2. Role of Ablation: Catheter ablation is a procedure that can effectively treat certain types of arrhythmias, including atrial fibrillation and atrial tachycardia. It involves using radiofrequency energy to destroy the small areas of heart tissue that are causing abnormal electrical signals. For patients with frequent atrial ectopics that are symptomatic and not well-controlled with medication, ablation can be a viable option. However, the success of the procedure can vary, and there is a risk that the ectopic beats may not be inducible during the procedure, which could lead to a decision against ablation.
3. Consultation with Specialists: It is essential to have a thorough discussion with a cardiologist or an electrophysiologist who specializes in arrhythmias. They can assess your specific situation, including the frequency of your ectopics, the presence of any underlying heart disease, and how well you are tolerating your current medication regimen. They may also consider other diagnostic tests, such as an electrophysiology study, to better understand the nature of your arrhythmia.

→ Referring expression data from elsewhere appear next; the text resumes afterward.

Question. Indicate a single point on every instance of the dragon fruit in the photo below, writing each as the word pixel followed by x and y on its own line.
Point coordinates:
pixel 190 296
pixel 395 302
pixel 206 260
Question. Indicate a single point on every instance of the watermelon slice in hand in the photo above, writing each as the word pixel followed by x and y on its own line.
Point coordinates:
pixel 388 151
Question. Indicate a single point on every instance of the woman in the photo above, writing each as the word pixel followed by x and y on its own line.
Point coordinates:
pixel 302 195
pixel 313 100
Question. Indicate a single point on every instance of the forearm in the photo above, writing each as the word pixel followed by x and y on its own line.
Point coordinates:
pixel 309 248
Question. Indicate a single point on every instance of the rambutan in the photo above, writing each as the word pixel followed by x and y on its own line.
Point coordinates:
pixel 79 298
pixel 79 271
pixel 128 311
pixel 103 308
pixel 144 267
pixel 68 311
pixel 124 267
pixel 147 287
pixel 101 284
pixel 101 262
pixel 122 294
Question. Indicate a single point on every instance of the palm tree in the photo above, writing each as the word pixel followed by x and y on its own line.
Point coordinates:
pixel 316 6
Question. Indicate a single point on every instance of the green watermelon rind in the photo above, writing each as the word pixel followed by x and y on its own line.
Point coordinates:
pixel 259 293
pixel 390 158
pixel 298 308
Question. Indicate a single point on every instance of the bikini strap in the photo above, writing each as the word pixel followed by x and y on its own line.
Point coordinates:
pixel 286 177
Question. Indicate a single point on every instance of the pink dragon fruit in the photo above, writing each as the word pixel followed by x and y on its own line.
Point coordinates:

4. Management Options: If your symptoms are manageable with medication and the ectopics are infrequent, your doctors may recommend continuing with your current treatment plan. However, if your symptoms worsen or if you experience significant episodes of SVT, revisiting the option of ablation may be necessary.
5. Lifestyle Modifications: In addition to medication, lifestyle changes can also help manage ectopic beats. Reducing caffeine intake, managing stress, ensuring adequate hydration, and avoiding stimulants can be beneficial.
6. Monitoring and Follow-Up: Regular follow-up with your healthcare provider is crucial. They can monitor your condition and adjust your treatment plan as needed. If you experience any new symptoms or a change in the frequency of your ectopics, it is essential to report these changes.
In conclusion, while ablation can be considered for frequent atrial ectopics, the decision should be made collaboratively with your healthcare team based on your individual circumstances. If you feel that your quality of life is significantly impacted by your symptoms, advocating for a more in-depth evaluation or a second opinion may be beneficial.